James and William Andrews, and Joseph Andrews II

James Andrews operated a mill in Isleworth, just outside of London, for most of the last quarter of the 18th century. His wife operated a school there as well. He was the father of Maria Grace Andrews Saffery (1772-1858) and Anne Andrews Whitaker (1775-1865), two women who married a Baptist minister and layman in Salisbury in the late 1790s. By the early years of the nineteenth century he had relinquished the mill in Isleworth (or lost it, which may be the more likely scenario, since later references to his finances are not positive) and retired to the West Country to be near his two daughters, upon whom he became on better terms than in the late 1790s, when he resisted their decision to leave the Anglican church for the Particular Baptist denomination. It does not appear that he ever became a Baptist, like his daughters.

William Andrews, (b. 1743) and his wife, the former Leah Shuff, lived at Shaw, near Newbury; they had at least two children, William and Harriet, who were cousins of Maria Grace Andrews and Anne Andrews (later Saffery and Whitaker, respectively).  The Andrews sisters’ father was James Andrews of Shaw, the original home of the Andrews family, including that of Sir Joseph Andrews of nearby Shaw House (see entry above).

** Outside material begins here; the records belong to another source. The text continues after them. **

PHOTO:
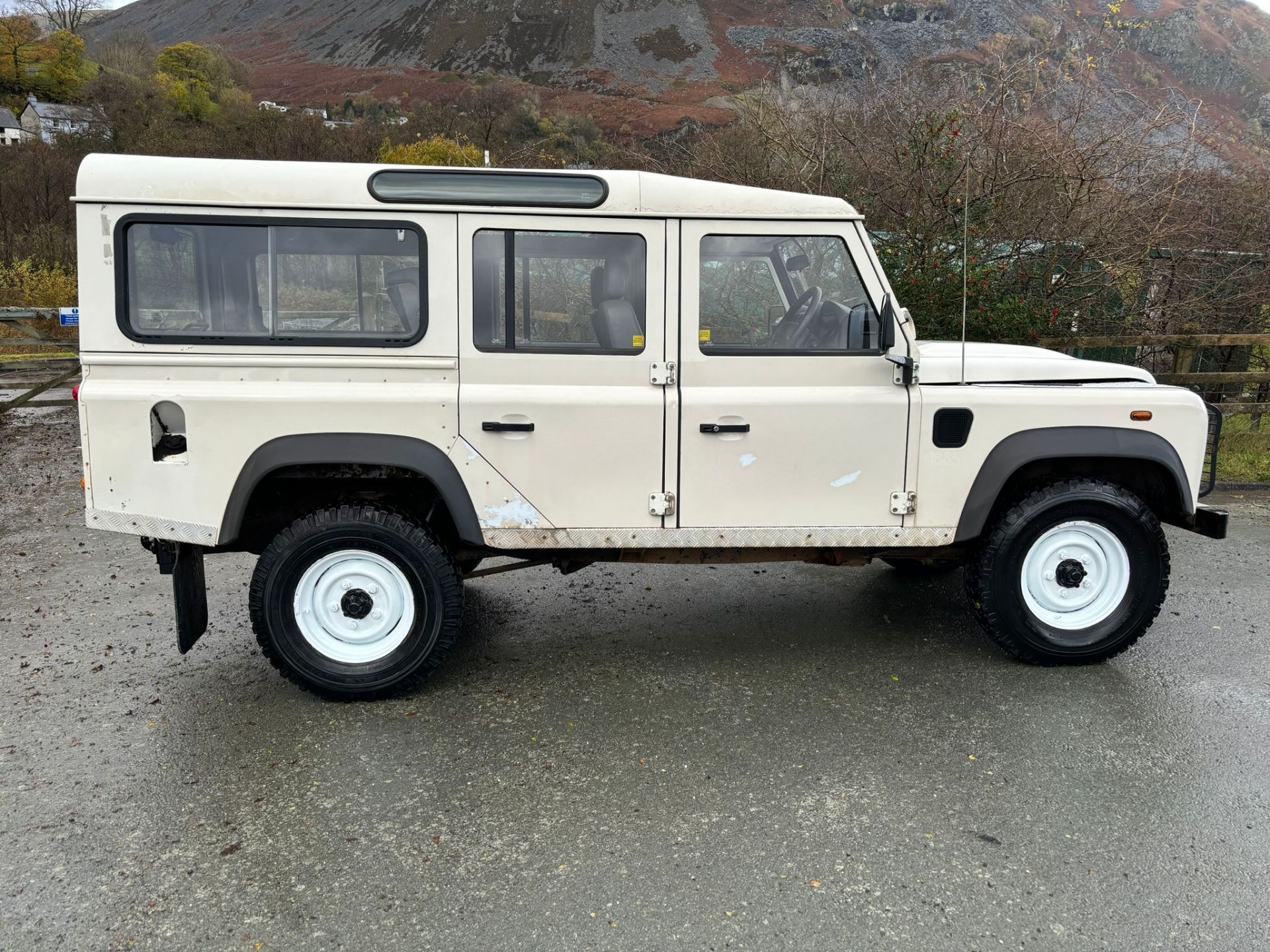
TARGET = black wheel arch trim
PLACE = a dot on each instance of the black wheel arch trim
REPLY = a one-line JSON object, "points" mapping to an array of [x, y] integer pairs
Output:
{"points": [[418, 456], [1020, 448]]}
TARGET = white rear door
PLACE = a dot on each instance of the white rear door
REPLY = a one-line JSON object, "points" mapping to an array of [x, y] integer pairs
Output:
{"points": [[554, 368]]}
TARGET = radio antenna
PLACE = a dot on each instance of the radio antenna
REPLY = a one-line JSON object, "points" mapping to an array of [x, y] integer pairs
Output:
{"points": [[966, 258]]}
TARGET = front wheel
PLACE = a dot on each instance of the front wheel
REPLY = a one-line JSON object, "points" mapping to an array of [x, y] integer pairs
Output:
{"points": [[1074, 573], [356, 602]]}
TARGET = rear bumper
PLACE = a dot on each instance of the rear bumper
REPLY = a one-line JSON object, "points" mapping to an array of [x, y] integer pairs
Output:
{"points": [[1208, 521]]}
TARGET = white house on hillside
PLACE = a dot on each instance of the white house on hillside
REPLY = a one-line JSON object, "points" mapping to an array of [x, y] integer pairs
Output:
{"points": [[48, 120], [11, 130]]}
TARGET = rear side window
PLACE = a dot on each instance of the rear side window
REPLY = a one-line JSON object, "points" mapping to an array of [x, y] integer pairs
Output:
{"points": [[570, 292], [285, 284]]}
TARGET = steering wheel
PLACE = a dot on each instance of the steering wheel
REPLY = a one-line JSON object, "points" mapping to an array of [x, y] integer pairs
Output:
{"points": [[792, 339]]}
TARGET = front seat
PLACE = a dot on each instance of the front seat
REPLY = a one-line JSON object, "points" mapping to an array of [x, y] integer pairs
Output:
{"points": [[614, 319], [403, 287]]}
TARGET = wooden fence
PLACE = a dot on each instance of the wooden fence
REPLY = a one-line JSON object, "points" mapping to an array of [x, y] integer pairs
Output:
{"points": [[1185, 348], [34, 375]]}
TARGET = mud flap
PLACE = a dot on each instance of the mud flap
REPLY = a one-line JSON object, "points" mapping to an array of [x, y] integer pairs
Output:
{"points": [[185, 564]]}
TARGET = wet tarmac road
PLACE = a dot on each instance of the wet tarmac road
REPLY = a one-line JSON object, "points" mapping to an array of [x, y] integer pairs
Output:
{"points": [[646, 758]]}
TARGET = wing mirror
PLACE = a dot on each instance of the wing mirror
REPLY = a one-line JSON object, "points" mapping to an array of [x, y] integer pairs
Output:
{"points": [[887, 319]]}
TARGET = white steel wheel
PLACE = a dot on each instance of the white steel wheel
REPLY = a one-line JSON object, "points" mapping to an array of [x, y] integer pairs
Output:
{"points": [[1075, 575], [355, 606]]}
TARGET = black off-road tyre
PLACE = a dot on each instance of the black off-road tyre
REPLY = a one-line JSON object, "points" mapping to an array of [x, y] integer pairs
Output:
{"points": [[923, 567], [994, 576], [431, 573]]}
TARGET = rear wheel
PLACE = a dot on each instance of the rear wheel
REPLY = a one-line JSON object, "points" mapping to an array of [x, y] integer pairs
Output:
{"points": [[356, 602], [1072, 573]]}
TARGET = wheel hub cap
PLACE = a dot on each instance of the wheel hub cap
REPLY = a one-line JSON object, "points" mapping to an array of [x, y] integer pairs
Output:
{"points": [[1070, 574], [355, 606], [1075, 575]]}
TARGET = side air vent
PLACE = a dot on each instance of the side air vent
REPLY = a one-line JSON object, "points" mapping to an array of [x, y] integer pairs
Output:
{"points": [[952, 427]]}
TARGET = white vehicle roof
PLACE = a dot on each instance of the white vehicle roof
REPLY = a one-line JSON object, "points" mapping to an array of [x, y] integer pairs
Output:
{"points": [[132, 179]]}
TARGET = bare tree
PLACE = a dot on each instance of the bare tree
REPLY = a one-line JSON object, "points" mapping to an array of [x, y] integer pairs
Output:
{"points": [[63, 15]]}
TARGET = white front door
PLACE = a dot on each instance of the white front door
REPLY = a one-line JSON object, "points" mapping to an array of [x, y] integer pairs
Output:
{"points": [[789, 412], [554, 385]]}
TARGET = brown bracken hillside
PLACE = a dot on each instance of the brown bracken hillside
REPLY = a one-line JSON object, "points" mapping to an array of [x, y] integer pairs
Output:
{"points": [[647, 65]]}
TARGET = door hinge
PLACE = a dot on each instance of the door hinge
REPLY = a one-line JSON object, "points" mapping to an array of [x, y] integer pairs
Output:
{"points": [[906, 370], [662, 374], [904, 503]]}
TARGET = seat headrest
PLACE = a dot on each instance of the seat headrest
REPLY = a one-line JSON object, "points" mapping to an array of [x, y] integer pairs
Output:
{"points": [[403, 287], [597, 285], [402, 276], [616, 276]]}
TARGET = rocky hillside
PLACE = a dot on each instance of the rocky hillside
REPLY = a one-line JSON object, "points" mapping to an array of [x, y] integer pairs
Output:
{"points": [[650, 63]]}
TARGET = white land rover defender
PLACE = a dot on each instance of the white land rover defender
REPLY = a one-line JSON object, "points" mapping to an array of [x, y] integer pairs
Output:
{"points": [[376, 377]]}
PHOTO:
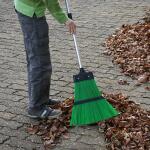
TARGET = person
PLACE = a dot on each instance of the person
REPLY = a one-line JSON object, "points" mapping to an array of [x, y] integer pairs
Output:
{"points": [[31, 15]]}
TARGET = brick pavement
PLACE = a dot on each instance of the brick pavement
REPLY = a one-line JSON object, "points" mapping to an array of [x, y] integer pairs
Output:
{"points": [[95, 22]]}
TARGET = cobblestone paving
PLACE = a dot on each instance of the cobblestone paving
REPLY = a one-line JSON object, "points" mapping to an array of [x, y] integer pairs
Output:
{"points": [[95, 21]]}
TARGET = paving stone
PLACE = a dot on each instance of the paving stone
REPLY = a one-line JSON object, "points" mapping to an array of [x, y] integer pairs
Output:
{"points": [[7, 147], [20, 134], [6, 115], [10, 124], [3, 138]]}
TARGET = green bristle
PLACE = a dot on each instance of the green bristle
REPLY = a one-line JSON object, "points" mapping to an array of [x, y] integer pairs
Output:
{"points": [[90, 112]]}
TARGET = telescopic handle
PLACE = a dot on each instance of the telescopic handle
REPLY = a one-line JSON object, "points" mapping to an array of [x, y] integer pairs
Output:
{"points": [[74, 36]]}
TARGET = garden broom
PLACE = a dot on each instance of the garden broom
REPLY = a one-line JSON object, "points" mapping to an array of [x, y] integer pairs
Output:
{"points": [[89, 105]]}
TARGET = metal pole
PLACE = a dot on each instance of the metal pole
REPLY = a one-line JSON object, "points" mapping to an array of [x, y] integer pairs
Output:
{"points": [[74, 36]]}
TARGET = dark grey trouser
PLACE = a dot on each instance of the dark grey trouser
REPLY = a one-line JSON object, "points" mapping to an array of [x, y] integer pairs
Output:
{"points": [[36, 40]]}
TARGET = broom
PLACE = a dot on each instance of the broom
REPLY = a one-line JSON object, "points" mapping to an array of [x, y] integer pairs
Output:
{"points": [[89, 105]]}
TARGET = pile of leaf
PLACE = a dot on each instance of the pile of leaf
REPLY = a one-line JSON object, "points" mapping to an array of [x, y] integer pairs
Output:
{"points": [[128, 131], [130, 48], [131, 129]]}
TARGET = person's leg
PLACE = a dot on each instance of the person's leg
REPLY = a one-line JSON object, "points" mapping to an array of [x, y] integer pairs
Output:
{"points": [[39, 68]]}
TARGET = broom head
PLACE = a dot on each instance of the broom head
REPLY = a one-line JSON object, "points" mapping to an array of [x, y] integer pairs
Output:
{"points": [[89, 105]]}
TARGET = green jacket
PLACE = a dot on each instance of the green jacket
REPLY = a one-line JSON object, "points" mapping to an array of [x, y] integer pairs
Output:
{"points": [[29, 7]]}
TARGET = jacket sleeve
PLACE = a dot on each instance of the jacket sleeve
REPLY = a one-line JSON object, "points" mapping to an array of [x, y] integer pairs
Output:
{"points": [[54, 8]]}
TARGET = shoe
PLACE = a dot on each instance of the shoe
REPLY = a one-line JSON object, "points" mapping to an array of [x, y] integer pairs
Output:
{"points": [[44, 113], [52, 102]]}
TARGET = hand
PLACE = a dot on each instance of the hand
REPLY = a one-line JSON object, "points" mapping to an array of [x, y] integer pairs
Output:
{"points": [[70, 24]]}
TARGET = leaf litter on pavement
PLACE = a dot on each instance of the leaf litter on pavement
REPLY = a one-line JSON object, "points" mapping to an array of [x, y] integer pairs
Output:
{"points": [[130, 48], [128, 131]]}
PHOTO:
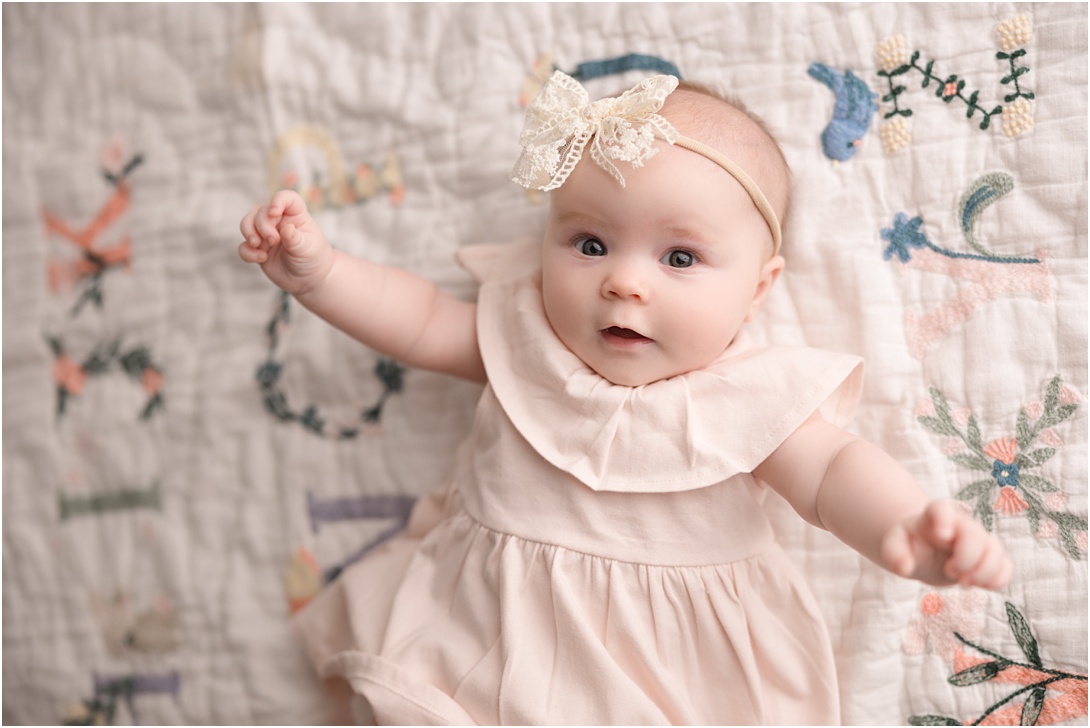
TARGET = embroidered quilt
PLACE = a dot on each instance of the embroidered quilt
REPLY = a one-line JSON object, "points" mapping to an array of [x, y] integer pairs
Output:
{"points": [[189, 456]]}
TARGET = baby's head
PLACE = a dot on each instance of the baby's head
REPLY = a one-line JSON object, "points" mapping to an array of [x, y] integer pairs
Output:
{"points": [[649, 270], [726, 126]]}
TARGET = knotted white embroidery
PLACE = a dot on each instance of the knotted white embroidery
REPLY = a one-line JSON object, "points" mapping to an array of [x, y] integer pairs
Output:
{"points": [[561, 121]]}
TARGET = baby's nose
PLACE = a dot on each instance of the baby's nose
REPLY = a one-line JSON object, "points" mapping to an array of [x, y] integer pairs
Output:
{"points": [[626, 280]]}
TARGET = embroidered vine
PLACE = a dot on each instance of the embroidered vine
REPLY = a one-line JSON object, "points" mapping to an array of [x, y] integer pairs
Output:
{"points": [[71, 376], [1012, 487], [1043, 696], [984, 275], [895, 65], [389, 374]]}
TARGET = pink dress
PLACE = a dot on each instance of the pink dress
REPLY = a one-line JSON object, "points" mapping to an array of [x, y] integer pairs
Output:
{"points": [[600, 555]]}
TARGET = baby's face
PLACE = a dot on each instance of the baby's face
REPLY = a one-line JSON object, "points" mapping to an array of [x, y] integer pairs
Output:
{"points": [[654, 279]]}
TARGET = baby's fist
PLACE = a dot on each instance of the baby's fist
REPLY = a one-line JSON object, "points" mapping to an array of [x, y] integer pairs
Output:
{"points": [[943, 545]]}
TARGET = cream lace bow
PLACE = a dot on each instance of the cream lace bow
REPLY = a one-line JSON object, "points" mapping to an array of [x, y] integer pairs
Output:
{"points": [[561, 121]]}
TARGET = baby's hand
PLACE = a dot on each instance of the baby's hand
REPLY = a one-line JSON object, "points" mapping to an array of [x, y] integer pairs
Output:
{"points": [[287, 243], [944, 546]]}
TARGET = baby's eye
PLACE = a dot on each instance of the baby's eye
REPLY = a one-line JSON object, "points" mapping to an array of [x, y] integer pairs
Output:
{"points": [[590, 246], [679, 259]]}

Joseph Andrews II (1727-1800) was a wealthy though distant relation of the James Andrews above. Upon his death in December 1800, his estate and title were inherited by his nephew, Joseph, the son of his half brother, James Pettit Andrews and Ann Penrose, the daughter of the Rev. Thomas Penrose, rector of St Nicolas’ Church, Newbury. Sir Joseph and his wife were interred at Hampstead. His heir was Sir Joseph Andrews III (1768-1822). He and his wife, Elizabeth Ann Hunt (1771-1822), were known to Maria Grace Andrews Saffery and Anne Andrews Whitaker (see the entry on Saffery on this site). The exact relationship of the family of Sir Joseph Andrews and that of James Andrews, the father of Maria Grace and Anne, is not known.  For the complete poetry and correspondence of Maria Grace Saffery, including some 300 letters between her and her sister Anne, see Timothy Whelan, gen, ed., Nonconformist Women Writers, 1720-1840, 8 vols. (London: Pickering & Chatto, 2011), vols. 5-7 (Saffery's early Minerva Press novel, The Noble Enthusiast [1792], can be found in vol. 7).